文通(2)

「うーん……。」

なんと言ってよいか分からず、モニはとりあえず両手を頭の後ろに回した。叔父も顎に手を当てて考え込んでいる。

「これがいつの手紙なのかな?」

「10日くらい前。僕……行けないって返事したんだ。お父さんはまだ忙しくてあんまり帰れないし。それに僕、お父さんに、夜中にお母さんに何かあったらすぐに知らせるように言われてるから、出かけられないよ。妹たちもいるし……。」

「どんな文面で書いたの?」

「『お母さんに何かあったらいけないので、行けません。お昼に街中でならいいよ。』って書いたよ……。猫の首輪に手紙は無かったから、手紙は受け取っているはずなんだ。書き方が悪くて怒らせちゃったかなと思って、ごめんねって何度か手紙を書いたんだよ。でも返事が返ってこないんだ……。」

ロビンは目に見えてしょんぼりしている。青春の1ページは始まる前に終わってしまうのか。

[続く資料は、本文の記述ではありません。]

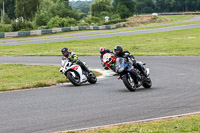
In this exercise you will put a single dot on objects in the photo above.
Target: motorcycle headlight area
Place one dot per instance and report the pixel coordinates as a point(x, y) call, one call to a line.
point(120, 69)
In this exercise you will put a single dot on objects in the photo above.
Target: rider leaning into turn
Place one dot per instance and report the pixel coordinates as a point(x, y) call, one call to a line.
point(103, 51)
point(126, 54)
point(74, 59)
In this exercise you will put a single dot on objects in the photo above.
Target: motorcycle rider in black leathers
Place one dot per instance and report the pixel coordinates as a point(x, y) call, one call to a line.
point(126, 54)
point(74, 59)
point(103, 51)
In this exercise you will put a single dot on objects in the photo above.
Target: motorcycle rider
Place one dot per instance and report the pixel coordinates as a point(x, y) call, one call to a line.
point(74, 59)
point(103, 51)
point(126, 54)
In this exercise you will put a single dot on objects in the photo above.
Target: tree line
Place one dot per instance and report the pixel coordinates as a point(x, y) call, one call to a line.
point(40, 14)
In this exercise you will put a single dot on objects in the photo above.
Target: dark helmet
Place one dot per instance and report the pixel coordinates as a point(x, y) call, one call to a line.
point(102, 50)
point(65, 52)
point(118, 50)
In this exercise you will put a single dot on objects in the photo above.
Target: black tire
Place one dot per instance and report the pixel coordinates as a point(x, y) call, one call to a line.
point(147, 83)
point(92, 79)
point(128, 84)
point(74, 80)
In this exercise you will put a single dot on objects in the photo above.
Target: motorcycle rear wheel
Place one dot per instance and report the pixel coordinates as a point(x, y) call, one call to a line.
point(74, 80)
point(130, 85)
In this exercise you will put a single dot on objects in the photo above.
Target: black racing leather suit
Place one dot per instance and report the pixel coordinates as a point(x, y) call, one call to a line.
point(131, 59)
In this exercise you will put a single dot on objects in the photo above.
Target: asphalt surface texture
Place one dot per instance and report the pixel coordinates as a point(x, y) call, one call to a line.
point(175, 90)
point(104, 35)
point(67, 34)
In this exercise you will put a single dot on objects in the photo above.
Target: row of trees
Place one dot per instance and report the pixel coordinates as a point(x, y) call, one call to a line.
point(149, 6)
point(39, 14)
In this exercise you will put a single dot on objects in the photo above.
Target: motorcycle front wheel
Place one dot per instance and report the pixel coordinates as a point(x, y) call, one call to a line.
point(129, 83)
point(74, 78)
point(92, 79)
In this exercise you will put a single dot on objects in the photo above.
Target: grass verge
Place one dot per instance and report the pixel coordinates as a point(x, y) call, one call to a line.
point(171, 43)
point(187, 124)
point(171, 18)
point(19, 76)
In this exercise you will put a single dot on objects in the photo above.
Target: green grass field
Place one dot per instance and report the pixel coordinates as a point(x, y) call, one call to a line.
point(172, 43)
point(188, 124)
point(171, 18)
point(18, 76)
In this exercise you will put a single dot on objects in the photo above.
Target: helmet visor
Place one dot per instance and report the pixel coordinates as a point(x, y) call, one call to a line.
point(65, 53)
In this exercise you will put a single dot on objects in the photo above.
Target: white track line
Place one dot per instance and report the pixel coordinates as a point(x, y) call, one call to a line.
point(131, 122)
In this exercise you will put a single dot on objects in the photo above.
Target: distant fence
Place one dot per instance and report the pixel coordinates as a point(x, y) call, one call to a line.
point(57, 30)
point(179, 13)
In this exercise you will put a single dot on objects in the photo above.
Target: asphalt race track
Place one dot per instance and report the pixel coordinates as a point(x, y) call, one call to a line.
point(176, 90)
point(102, 35)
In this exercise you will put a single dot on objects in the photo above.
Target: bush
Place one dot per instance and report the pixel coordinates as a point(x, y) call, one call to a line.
point(115, 21)
point(22, 25)
point(41, 19)
point(5, 28)
point(83, 24)
point(6, 19)
point(61, 22)
point(92, 19)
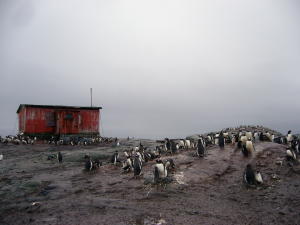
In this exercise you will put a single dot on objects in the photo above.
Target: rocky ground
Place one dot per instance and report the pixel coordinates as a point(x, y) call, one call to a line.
point(34, 190)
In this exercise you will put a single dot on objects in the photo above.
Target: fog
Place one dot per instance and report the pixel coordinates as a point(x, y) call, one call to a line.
point(158, 68)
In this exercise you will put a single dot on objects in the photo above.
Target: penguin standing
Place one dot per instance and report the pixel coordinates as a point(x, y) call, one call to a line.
point(221, 140)
point(160, 171)
point(88, 164)
point(115, 158)
point(173, 147)
point(200, 148)
point(291, 155)
point(245, 151)
point(167, 145)
point(249, 175)
point(59, 157)
point(261, 136)
point(137, 166)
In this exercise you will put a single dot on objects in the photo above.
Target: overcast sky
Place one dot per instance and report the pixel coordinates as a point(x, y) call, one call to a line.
point(158, 68)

「結構やり取りしているけど、お互いの名前とか住んでいる場所は書かなかったんだね。」

叔父が手紙をテーブルに並べながら言う。

「書かなかった。最初の方で二人とも言わなかったから、途中で名前を聞くのも違うなって。なんていうんだろう……、格好よくないっていうか。」

「無粋な感じ。」

「へえ、そう言うんだ。」

無粋、無粋と繰り返すロビンのカップに温めなおしたホットミルクを注ぎ足す。

「じゃあ君は猫を追いかけて文通相手を見つけ出そうとしていた訳か。それでうちの庭に引っ掛かったと。」

「そういうこと。引っ掛かったことはもう言わないでよ。」

ロビンがむすっとした顔で叔父を睨む。ごめんねと叔父が笑った。

「でも、意外とこれ、誰だか分からないな。」

モニは呟いた。決して大きな街ではないが、住民全員を把握しているわけではない。出稼ぎに行っている住民もいるし、逆もそれなりにある。特に今は冬を目前に控えた収穫期であり、普段は見ない顔も多い。また、叔父の家は中心街のはずれにあり、他の集落の子供とはあまり関わりがないうえ、街の子供たちと顔を合わせる機会もそう多くはない。モニ自身、社交的な性格かと言われるとそうでもない。自宅に友人を招くことは皆無といっていい。

「一人っ子、母親存命、父親遠方であり不在、ペットなし。確実な情報ってこれくらいじゃないですか?手紙の量の割には情報が少ないですね。あとは、多分女の子で多分10歳以下。猫を追いかけたくなる気持ちも分かりますよ。」

「そうだなあ。」

叔父がしばらく考え、ちょっと失礼、と席を外す。

モニは心当たりがないか頭をひねってみたが、同世代の友人以外の子はそもそも知り合いが少ない。その子に兄弟がいないならこの線から探すのは難しいだろう。ロビンにも見当がつかないならモニにはお手上げだ。戸棚からクッキーを引っ張り出して二人でつまみながら喋るうち、相手はどんな人なのだろうかという内容に話が移っていった。

「僕、やっぱり女の子だと思うんだよね。」

ロビンがぼんやりと手紙を眺めながら言う。

「どんな女の子だと思うの?」

意地悪な質問をしてしまったとモニは思ったが、ロビンは気にする風でもなく答える。

「年齢は僕と同じか少し年下かな、って思う。とってもきれいな文字を書くよね。これってお母さんが厳しいからかな?だからあんな手紙を書いたのかなあ。もっと話を聞いてあげればよかったな。」

「ロビンはちゃんと返事書いてるじゃない。僕は相手がロビンに甘えてるなあ、と思うけどね。文章でこんなこと送られても返事しづらいでしょ。僕だったらうんざり……いや、大事な友達が悩んでいるんだからそりゃあ心配になるよね。」

あわてて取り繕う。幸いロビンはぼんやりと聞き流していたようで抗議はなかった。

「名前だけでも聞いておけば良かったな……。家でも考えてたんだけど、ほら、この手紙で僕、学校の話しているじゃない?この時にどこの学校に通ってるか聞いておけば良かったんだよ。そしたら探しに行けたのに。」

元気かなあ、友達はいるのかなあ、とロビンが呟く。

「また手紙をくれないかな。会いたいなあ。」

「でも、なんで夜中に会おうと言ってきたんだろうね。お母さんが厳しいなら、日中の方が外出できそうだけどね。」

そんなことを話していると、叔父が両手に荷物を持って戻ってきた。